On vient de voir qu'un régime dynamique synchronisé et localisé possède un caractère saillant au sein de l'activité globale du cerveau. Ce régime synchronisé se définit par opposition à un autre régime dynamique, que l'on peut qualifier de régime désynchronisé ou de régime chaotique. Ces deux régimes sont bien sûr associés fonctionnellement, dans la mesure où le passage d'un régime synchronisé à un régime chaotique autorise précisément l'adaptation dynamique.

L'existence du chaos déterministe dans le cerveau est l'objet d'un débat chez les neurophysiologistes [28]. Des études sur l'EEG humain [29,30] suggèrent qu'une activité chaotique correspond à l'état éveillé normal. Des dynamiques de plus faible complexité (sur l'ensemble de l'encéphale) indiquent des états pathologiques, de type épileptique. Au contraire, une mesure du chaos plus élevée que la normale pourrait être la signature d'états dépressifs [31]. On voit de façon générale que la simplification de la dynamique n'a pas du tout le même sens suivant qu'elle concerne la dynamique globale de l'encéphale (une régularisation globale de la dynamique semble indiquer une pathologie) ou un ensemble fonctionnel local (auquel cas une régularisation dynamique indique que cet ensemble reconnaît quelque chose, ou effectue un calcul).

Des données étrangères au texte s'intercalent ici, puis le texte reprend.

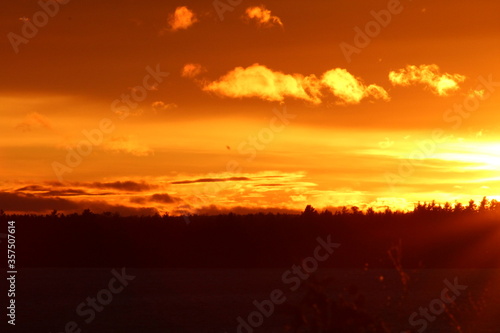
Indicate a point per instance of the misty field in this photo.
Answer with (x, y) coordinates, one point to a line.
(210, 300)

Les arguments les plus convaincants en faveur du rôle du chaos pour la cognition se trouve dans un article de Skarda et Freeman [32] . Cet article se fonde sur des observations physiologiques. En implantant une soixantaine d'électrodes sur le bulbe olfactif du lapin, Freeman cherche à mettre en évidence un changement de régime lorsque le lapin est en présence d'une odeur connue. En l'absence de stimulation, la dynamique est fortement chaotique. Lorsqu'une odeur connue est présentée, il y a une simplification significative de la dynamique : la dynamique se rapproche d'un régime cyclique.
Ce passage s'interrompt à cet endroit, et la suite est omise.